Back to the Future...

This post was from November 2006. I had just started playing with Scala and was trying to figure out an ORM... the one that ultimately became Lift's Mapper.

Keeping the meaning with the bytes

One of my criteria for a good web framework is having security and access control built it. As I was driving friends and relatives to and from Thanksgiving dinner, I was thinking to myself, "It's nice to have goals, but how do you implement then?"

One of the bad things about computers is that they're just a collection of bytes without meaning. Most programs and programmers want to forget about the meaning of a collection of bytes and input them or output them. Sure, most classes (and related database tables) are meaningful as a collection, the columns in the database and the fields on the object are Strings or doubles or ints. Once they get cast to these types, they have lost their semantic meaning. Sure, the method is String getSSN(), but once the SSN String is returned, it's a string that can be passed around.

Some languages, like JavaScript, have the binary notion of tainted objects. Tainted objects are objects that can't be sent over the wire or otherwise communicated to an untrusted party. Tainting is a binary thing. It denotes literally 1 bit of semantic data (the "this could be sensitive" bit.)

My Thanksgiving 2006 revelation is that the semantic meaning of fields on objects should be retained throughout the field's life and conversion to a semantic-free format (String, double, etc.) should be done as late in the fields life-cycle (e.g., a String returned from 'render as HTML') as possible.

So, let me drill down a little.

There are a ton of different ways for security vulnerabilities to creep into networked applications.
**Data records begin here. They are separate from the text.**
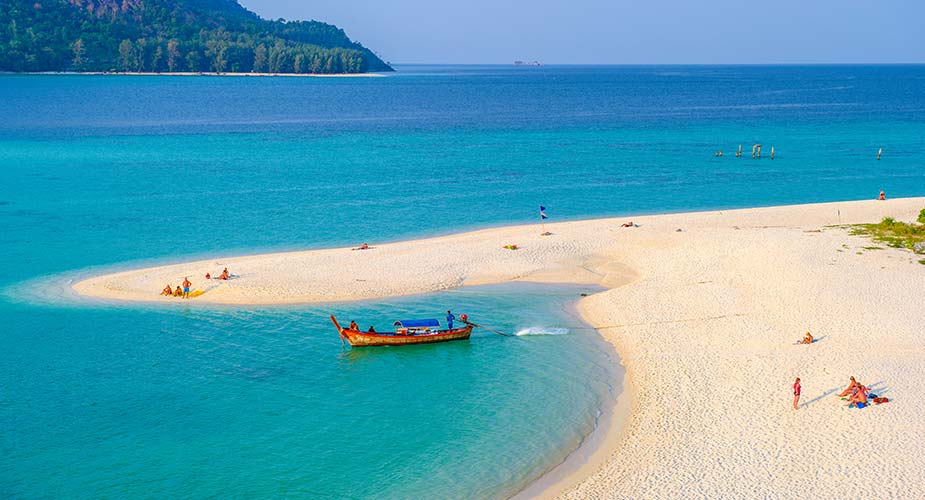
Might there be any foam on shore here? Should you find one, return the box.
[74,198,925,499]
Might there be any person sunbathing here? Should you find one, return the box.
[838,377,858,398]
[848,384,867,406]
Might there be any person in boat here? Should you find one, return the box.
[838,377,858,398]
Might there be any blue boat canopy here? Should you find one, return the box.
[395,319,440,328]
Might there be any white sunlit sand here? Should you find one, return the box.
[74,198,925,499]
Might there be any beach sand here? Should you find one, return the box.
[74,198,925,499]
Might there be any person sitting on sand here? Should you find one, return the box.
[838,377,858,398]
[848,384,867,406]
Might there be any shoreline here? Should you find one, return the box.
[73,198,925,499]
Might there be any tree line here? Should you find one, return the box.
[0,0,391,73]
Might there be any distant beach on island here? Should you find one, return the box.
[0,65,925,500]
[9,71,389,78]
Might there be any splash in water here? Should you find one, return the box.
[514,326,569,337]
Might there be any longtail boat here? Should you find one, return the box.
[331,316,472,347]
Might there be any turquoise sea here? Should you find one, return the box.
[0,66,925,498]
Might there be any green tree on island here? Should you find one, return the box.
[0,0,392,73]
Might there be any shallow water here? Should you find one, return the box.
[0,66,925,498]
[0,284,615,498]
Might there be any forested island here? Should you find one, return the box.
[0,0,392,74]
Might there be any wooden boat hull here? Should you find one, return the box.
[341,326,472,347]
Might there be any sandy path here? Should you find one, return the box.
[74,198,925,499]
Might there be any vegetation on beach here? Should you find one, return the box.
[0,0,392,74]
[851,209,925,250]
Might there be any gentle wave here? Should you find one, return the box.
[514,326,569,337]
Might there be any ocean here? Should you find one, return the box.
[0,65,925,498]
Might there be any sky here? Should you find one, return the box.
[239,0,925,64]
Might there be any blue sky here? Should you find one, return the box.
[240,0,925,64]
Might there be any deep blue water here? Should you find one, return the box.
[0,66,925,498]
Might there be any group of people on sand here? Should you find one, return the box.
[793,332,889,410]
[161,277,193,299]
[793,376,889,410]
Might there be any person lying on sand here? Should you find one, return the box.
[838,377,858,398]
[848,384,867,406]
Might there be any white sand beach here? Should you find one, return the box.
[74,198,925,499]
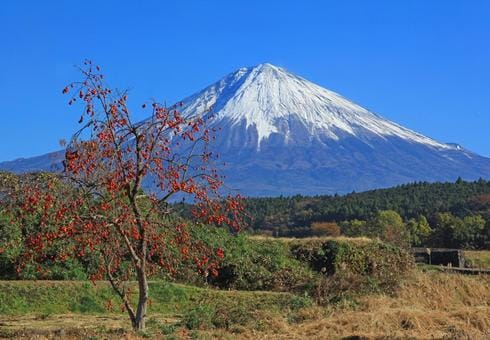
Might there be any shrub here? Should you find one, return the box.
[311,222,340,237]
[291,236,414,302]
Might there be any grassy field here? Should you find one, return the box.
[0,271,490,339]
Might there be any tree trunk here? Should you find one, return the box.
[133,265,148,331]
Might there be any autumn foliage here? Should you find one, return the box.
[3,61,243,329]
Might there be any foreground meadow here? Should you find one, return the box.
[0,269,490,339]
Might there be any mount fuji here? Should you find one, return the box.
[0,64,490,196]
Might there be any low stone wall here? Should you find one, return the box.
[412,248,465,268]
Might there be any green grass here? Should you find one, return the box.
[0,281,309,315]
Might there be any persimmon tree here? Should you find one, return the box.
[4,61,243,330]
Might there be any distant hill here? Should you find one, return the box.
[0,64,490,196]
[246,179,490,236]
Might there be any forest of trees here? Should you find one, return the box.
[246,179,490,248]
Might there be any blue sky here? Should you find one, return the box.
[0,0,490,160]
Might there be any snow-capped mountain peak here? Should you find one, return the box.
[178,63,452,150]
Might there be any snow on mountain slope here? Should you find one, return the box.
[0,64,490,196]
[178,64,452,149]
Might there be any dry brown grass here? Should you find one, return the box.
[202,273,490,339]
[0,272,490,339]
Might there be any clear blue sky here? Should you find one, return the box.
[0,0,490,160]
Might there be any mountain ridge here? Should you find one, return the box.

There are vulnerabilities related to trusting input from the wire (e.g., buffer overflows.) There are vulnerabilities related to parsing input (e.g., SQL or Command injections.) Bit by bit, Java and .Net frameworks are making these kind of vulnerabilities a thing of the past.

However, it takes a lot of work on the part of the developer to remember to make sure that a social security number is displayed only in certain cases, that a credit card number is never fully displayed, but it is available to the subsystem that performs the transaction, etc. This is a lot of work. It means that every time the developer encounters a piece of sensitive data, they have to do a lot of "if-then-else" testing to see how to deal with it. It means that security audits are a complete review of the entire code base. This is costly, but necessary, because the SSN for a Person maps as a string from the database and is retained in memory as a string.

I suggest that every field of every object be semantically meaningful. That means that getSSN() returns an object of SSN class that derives from Taxpayer class that derives from SensitiveIndentifyingInformation class... It means that the toHtml() method on the SSN class returns '***-**-****' unless the context in which the SSN is being accessed has permissions grants permissions to see more. This means the the SSN (and the enclosing Person) object know the context in which it was created. However, if that context is known and the rules for accessing or changing none, partial, or all pieces of the object are defined in a central place, then the security audit consists of trusting the code that exposes part of the object and reviewing the access control rules.

It also means that a developer can safely write foreach (Person p : peopleList) {out.println(p.getName().asHtml()+" "+p.getSSN().asHtml());} This code will execute correctly for all cases and the developer need not think about access control.

This also implies that the semantic meaning of a database column is defined in the Object-Relational mapper such that when the O-R mapping system gets a column to add to an Object that it is building, it instantiates the correct type of field object rather than just a String, number, etc.